How we cling to the known! My knowledge, my family, my fashion-sense, my possessions . . . . and yet we know that none of this travels with us beyond the grave. Indeed we do not know if there is any such thing as ‘us’ beyond the grave.
If death is a fact, if the ending of all of that is a fact, why can we not simply accept it? This question is not a rhetorical one, it really needs thinking about.
All our lives we have felt the pressure of the need to accumulate, possessions, friendships, op9inions, photographs and other memories, all of that. And we are in denial that there is nothing in all of that of fundamental importance because one day it will end. Death is a challenge, an in-your-face challenge to everything we call ‘life’, which if looked at in this way, has been a continuous struggle from cradle to grave, from can’t see in the morning to can’t see at night (as the slaves used to put it) – AND FOR WHAT?
So, death puts life into question, into sharp relief. This is very clear when you see the body of a loved one laid out. The very fact of death makes you sit up and listen and enquire into life.

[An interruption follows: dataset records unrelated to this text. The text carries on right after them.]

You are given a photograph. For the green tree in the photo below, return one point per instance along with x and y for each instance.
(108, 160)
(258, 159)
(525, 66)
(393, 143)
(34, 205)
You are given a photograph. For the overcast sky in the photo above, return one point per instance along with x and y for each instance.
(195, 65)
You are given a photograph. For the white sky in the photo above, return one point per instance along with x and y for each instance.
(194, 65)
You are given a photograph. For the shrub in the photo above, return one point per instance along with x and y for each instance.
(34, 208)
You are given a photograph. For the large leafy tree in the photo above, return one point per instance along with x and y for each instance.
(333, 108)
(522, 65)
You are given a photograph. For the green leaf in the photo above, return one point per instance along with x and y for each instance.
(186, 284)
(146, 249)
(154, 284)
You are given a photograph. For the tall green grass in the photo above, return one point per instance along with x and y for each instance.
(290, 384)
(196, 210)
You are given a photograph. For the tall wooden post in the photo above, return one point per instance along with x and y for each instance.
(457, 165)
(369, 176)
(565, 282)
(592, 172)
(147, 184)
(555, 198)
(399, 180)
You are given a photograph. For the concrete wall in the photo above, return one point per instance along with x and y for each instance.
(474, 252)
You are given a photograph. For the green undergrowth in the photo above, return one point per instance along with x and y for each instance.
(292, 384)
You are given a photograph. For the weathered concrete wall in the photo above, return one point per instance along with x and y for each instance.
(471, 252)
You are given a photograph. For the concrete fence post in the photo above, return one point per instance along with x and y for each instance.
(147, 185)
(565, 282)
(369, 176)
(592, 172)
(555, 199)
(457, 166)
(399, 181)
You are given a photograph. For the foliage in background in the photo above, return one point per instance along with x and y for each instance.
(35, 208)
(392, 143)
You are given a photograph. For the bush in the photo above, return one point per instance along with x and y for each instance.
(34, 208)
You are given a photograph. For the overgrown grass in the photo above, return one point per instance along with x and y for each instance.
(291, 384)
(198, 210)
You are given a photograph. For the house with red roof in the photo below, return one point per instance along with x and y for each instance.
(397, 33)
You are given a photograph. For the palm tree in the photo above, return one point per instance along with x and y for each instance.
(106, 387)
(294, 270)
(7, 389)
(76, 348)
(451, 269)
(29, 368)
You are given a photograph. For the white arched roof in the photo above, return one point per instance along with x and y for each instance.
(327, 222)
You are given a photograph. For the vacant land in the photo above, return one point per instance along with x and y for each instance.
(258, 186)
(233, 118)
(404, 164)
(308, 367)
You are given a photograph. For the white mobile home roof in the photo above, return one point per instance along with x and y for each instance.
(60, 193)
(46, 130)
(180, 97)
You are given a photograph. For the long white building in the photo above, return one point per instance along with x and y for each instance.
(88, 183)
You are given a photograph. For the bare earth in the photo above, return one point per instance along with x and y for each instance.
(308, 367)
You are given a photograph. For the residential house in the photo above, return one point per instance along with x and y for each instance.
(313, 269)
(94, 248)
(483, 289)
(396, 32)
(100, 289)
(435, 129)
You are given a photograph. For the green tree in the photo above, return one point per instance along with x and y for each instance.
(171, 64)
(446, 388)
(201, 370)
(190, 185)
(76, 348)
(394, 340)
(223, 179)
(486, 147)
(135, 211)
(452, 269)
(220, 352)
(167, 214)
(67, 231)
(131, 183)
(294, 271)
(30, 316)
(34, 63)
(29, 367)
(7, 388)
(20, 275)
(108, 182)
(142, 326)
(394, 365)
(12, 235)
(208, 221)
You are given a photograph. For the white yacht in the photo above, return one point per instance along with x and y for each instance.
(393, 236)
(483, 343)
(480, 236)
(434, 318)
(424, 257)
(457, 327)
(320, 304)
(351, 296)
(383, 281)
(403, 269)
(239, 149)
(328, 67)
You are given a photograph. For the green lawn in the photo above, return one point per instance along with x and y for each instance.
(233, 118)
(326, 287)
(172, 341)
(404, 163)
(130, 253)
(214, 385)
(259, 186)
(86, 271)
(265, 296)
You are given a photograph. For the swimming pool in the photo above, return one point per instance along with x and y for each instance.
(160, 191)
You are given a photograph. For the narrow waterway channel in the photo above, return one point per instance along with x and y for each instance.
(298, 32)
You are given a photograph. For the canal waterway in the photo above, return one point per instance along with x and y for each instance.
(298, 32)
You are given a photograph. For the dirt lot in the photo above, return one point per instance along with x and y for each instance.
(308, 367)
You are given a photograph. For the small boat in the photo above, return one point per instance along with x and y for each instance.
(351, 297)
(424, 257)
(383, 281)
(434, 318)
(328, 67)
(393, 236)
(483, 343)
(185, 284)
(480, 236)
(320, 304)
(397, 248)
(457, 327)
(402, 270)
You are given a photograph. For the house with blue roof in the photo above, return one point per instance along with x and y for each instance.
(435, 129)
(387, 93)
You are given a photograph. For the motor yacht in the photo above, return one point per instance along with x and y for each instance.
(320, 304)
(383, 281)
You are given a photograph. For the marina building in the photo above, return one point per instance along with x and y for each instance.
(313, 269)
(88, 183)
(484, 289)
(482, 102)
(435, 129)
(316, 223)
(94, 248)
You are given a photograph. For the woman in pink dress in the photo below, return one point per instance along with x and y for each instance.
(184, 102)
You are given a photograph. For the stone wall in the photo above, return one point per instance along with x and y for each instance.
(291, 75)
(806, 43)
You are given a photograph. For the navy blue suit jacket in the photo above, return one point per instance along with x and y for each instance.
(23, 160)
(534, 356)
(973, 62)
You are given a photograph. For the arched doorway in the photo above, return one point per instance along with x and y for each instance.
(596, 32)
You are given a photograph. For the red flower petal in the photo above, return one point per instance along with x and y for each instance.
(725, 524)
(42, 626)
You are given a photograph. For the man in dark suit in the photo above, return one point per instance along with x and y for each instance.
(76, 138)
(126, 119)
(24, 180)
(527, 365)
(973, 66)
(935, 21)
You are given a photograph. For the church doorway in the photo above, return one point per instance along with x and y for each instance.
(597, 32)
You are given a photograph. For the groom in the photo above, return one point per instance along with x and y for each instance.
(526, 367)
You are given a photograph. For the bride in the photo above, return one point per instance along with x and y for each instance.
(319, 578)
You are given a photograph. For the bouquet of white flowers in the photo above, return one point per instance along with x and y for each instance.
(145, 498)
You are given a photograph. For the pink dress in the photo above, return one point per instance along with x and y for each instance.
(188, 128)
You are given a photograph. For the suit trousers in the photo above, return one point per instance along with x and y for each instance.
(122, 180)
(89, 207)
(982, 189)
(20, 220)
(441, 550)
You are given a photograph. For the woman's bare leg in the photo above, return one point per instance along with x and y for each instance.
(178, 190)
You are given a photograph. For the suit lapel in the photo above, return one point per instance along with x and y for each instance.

All this struggle has been for nothing. There, that is it. That is the ending of it. No religious or spiritual tradition entertains the belief that the individual personality exists after death. Maybe the soul does (they say) but everything personal dissolves! Face the truth! You do not care a fig if your soul continues or not, what you care about is the ending of the personal life, this personality with all its memories and identifications!
Is the struggle we call life, this continuous process of trial and tribulation with some small pleasures, is this really living? If the ending of this personal accumulation is death, do we have to wait for the physical death to let it go? Or, can we die in every moment? Die to all personal pain, ambition, pleasure and so on, the whole circus we call life?
Then what would be physical death but a continuation of real living, living that is outside of time, outside of struggle?
When we say we are afraid of death is it not only fear of living, of real living, a hanging on to the past, of that past which, in effect, is already dead? What we call life may in fact be a rather morbid imitation.